MONTREAL, Que. — Who takes the time to read the fine print at the bottom of contracts? Not you? Me neither.
Vehicles generate a lot of data. Telematics systems know all of your drivers’ driving habits and maintenance practices, among other things.
But who owns this data? Are the users of the products fully aware of what they are accepting?
“You don’t have to look far into the future to see the effects collecting data will have on fleet management,” said a recent report from the Fleet Management Association (NAFA). “With telematics, fleet managers know if drivers are following their routes, accelerating, braking sharply, and idling the engine too often. Knowing these behaviors allows you to make informed decisions.”
“You always have to ask yourself what data is used for,” warned Jacques DeLarochelliere, president of Isaac Instruments, in his opening remarks at the company’s 2019 user conference.
“Some business models go beyond free. Companies charge for mining and use the data anyway. You have the copy you paid for, but the provider, who was paid to extract the data, still keeps it and monetizes it.

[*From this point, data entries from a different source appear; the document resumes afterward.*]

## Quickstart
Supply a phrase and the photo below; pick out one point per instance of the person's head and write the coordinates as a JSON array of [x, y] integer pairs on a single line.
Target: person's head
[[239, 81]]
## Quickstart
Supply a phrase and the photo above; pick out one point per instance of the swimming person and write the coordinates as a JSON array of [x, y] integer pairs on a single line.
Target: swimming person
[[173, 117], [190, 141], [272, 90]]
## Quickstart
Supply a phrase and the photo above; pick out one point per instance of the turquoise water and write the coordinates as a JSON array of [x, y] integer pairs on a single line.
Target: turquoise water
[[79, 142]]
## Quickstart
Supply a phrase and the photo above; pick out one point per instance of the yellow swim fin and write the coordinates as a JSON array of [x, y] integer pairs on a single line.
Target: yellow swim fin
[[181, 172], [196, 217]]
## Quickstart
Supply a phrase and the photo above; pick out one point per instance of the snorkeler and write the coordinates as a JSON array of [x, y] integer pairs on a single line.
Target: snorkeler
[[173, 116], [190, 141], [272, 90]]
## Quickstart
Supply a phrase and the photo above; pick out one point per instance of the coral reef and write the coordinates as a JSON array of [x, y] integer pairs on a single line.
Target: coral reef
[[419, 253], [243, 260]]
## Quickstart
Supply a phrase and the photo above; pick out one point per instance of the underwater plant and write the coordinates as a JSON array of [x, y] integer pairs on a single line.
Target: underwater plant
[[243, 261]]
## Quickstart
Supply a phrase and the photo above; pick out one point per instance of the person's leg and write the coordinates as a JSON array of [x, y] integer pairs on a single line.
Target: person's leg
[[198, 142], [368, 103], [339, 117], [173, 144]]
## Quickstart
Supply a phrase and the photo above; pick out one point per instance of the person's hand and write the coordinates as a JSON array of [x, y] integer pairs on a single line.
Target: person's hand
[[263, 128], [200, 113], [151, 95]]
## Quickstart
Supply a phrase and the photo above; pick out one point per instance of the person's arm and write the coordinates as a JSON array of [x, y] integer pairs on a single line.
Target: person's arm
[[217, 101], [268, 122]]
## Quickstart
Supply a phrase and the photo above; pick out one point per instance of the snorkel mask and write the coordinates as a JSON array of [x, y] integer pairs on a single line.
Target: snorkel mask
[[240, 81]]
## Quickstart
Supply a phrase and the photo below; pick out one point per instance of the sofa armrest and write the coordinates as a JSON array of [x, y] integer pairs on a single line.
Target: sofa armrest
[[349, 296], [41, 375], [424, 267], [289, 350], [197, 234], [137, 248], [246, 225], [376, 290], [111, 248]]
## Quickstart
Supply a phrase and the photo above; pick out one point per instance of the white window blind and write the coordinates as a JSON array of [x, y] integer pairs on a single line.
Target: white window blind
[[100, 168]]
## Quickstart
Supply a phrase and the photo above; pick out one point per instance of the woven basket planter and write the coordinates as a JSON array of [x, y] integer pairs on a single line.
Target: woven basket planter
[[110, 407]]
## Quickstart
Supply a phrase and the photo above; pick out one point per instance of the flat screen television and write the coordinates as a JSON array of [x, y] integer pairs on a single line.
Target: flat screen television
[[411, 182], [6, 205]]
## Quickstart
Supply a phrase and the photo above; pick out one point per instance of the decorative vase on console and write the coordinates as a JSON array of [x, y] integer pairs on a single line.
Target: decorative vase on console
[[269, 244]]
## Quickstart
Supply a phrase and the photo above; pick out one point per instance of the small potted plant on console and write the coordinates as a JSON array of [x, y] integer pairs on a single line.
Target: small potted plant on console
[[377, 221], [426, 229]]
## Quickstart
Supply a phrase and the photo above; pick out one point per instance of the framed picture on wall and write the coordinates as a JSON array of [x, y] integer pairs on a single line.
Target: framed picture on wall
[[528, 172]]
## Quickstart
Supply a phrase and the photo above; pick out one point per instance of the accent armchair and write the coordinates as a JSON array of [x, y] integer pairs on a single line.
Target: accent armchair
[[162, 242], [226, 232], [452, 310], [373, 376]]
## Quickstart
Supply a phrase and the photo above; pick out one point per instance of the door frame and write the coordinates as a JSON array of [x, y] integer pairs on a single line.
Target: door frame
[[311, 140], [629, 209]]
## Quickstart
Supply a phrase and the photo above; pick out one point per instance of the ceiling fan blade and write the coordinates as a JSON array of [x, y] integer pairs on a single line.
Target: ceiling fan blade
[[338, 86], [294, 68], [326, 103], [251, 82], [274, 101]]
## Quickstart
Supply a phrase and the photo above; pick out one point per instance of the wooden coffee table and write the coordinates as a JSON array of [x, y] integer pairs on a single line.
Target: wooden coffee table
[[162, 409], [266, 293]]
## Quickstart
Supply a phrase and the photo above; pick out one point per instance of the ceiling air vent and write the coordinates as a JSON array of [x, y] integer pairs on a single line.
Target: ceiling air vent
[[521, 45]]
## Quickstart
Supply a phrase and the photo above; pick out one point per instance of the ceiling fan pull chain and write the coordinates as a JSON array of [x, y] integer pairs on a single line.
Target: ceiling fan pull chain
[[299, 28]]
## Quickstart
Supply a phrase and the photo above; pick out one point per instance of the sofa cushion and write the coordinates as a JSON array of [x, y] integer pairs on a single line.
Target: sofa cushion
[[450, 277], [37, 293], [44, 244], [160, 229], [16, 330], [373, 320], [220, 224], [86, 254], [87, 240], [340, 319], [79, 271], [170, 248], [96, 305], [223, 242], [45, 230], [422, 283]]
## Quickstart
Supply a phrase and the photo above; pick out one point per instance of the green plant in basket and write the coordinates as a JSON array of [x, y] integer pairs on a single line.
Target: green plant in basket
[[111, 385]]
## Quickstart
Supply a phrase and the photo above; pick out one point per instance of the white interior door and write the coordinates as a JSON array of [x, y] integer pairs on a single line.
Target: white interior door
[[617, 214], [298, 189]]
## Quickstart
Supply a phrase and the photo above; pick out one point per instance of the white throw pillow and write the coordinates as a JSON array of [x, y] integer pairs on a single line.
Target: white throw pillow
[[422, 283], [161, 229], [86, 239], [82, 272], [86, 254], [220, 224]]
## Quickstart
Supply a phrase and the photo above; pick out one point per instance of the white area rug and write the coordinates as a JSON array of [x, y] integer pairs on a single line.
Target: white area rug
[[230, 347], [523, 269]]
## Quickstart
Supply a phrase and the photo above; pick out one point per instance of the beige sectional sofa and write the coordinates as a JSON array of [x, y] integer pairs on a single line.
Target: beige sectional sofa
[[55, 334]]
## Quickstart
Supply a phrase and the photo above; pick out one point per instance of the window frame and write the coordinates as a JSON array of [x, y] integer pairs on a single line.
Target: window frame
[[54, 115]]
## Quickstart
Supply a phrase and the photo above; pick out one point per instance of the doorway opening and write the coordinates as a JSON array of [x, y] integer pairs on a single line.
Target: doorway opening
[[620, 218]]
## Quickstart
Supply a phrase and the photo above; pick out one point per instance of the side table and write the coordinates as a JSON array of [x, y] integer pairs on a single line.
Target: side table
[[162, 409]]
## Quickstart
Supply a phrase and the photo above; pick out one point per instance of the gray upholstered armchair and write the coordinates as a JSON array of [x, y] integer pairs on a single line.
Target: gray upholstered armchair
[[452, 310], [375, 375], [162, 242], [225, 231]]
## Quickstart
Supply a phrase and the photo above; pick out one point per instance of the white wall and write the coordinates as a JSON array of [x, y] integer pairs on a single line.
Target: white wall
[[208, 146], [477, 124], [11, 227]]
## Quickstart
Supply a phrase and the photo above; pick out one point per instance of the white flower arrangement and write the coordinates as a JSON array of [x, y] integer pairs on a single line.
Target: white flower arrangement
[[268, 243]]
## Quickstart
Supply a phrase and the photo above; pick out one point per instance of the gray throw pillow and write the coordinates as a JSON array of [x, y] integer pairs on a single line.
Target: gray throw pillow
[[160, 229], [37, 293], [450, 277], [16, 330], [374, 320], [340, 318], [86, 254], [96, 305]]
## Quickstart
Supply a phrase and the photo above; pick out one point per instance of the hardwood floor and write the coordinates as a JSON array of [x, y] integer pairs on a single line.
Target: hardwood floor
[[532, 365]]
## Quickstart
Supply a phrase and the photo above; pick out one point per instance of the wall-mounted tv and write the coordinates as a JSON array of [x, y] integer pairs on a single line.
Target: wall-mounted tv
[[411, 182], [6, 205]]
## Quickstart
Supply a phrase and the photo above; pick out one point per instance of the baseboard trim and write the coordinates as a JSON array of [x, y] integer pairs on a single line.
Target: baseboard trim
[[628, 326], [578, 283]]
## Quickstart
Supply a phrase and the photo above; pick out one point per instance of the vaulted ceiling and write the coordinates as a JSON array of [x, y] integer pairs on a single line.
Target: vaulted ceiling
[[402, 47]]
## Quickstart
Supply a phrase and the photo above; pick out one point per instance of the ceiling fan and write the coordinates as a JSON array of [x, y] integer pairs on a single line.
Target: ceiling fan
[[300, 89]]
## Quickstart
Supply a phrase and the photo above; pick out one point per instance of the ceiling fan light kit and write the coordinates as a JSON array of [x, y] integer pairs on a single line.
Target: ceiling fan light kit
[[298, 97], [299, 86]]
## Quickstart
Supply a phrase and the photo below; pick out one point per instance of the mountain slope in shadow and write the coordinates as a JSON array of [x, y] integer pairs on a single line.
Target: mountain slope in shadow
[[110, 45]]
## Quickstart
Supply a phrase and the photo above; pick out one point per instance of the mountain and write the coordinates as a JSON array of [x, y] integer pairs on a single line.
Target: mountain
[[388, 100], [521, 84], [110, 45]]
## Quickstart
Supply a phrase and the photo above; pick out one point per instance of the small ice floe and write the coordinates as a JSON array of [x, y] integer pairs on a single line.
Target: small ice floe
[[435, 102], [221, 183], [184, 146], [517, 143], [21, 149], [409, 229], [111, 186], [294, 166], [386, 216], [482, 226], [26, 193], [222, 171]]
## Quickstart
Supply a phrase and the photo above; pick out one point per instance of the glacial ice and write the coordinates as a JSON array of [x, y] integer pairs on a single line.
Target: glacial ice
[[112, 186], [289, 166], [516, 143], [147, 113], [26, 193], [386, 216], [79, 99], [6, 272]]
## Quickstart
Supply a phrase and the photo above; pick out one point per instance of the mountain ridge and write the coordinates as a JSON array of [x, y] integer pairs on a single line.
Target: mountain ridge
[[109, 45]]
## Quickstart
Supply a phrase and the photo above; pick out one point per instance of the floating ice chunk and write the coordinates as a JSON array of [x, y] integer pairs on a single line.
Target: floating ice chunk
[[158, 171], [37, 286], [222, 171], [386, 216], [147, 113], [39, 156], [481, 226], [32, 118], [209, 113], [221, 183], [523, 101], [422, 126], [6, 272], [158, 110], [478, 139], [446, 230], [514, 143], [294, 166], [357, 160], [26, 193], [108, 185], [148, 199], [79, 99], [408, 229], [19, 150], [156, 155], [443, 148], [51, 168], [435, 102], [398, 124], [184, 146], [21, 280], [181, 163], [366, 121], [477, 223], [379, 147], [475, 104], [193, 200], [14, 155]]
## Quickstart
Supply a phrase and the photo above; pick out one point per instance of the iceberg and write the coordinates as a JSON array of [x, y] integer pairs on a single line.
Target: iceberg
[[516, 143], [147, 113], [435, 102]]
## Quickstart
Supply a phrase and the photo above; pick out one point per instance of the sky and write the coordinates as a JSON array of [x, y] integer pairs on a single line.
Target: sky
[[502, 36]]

He’s going to sell the information on top of getting paid to extract it.”
His advice: read the fine print when you buy an app.
DeLarochelliere returned to the subject in more detail at Isaac Instrument’s most recent 2020 User Conference.
“The value of a trucking business is made up of assets and operations, and operations include data, and it needs to be protected,” he said.
The data is generated by a multitude of sources: GPS, barcode reader, digital camera, document scanning, text messages, emails, etc.
“A whole set of objects and systems are constantly connecting and generating data. In transportation, we talk about dispatch systems, telematics/telemetry, maintenance software, cargo matching bulletins, navigation systems and imagery, among others.”
Your fleet’s data is very valuable and can be sold to third parties. This is called monetization.
“Data can be sold. Some generate the data, and others legally appropriate it for resale. Google and Facebook operate on this model,” said DeLarochelliere.
If you get something in return, sharing some of your data can be a good strategy. But you need to know who is accessing what data and why, and above all, with what intent.
“Don’t underestimate the value of your data. Make sure you are familiar with the policy on ownership, confidentiality and monetization of your data and its copies for each of your technology vendors,” DeLarochelliere recommends.
Transportation lawyer Pierre-Olivier Menard Dumas, of Stein Monast in Quebec City, emphasizes the importance of taking the time to read your contract. “These are often long contracts drawn up under U.S. law. It is important to understand what you are signing in order to meet your payment obligations, the limits on what you buy, and ownership of the data you will generate.”
It is also important to know how you can terminate the contract if you don’t like the product, so that you do not have to pay for the service until the end of the contract.
The engine’s electronic control module collects a lot of data about your operations, but your vehicle’s telematics and telemetry go even further. They allow you to have much more data and information on the use of your vehicles.
“If you are not ready to provide this data to your main competitor, are you ready to let a supplier freely use this data without your consent?” Dumas asks.
Several governments around the world have passed laws to regulate the use of data and determine data ownership, he says.
“It would not be surprising if such laws were adopted here in the future to regulate the ownership and use of telematic data.”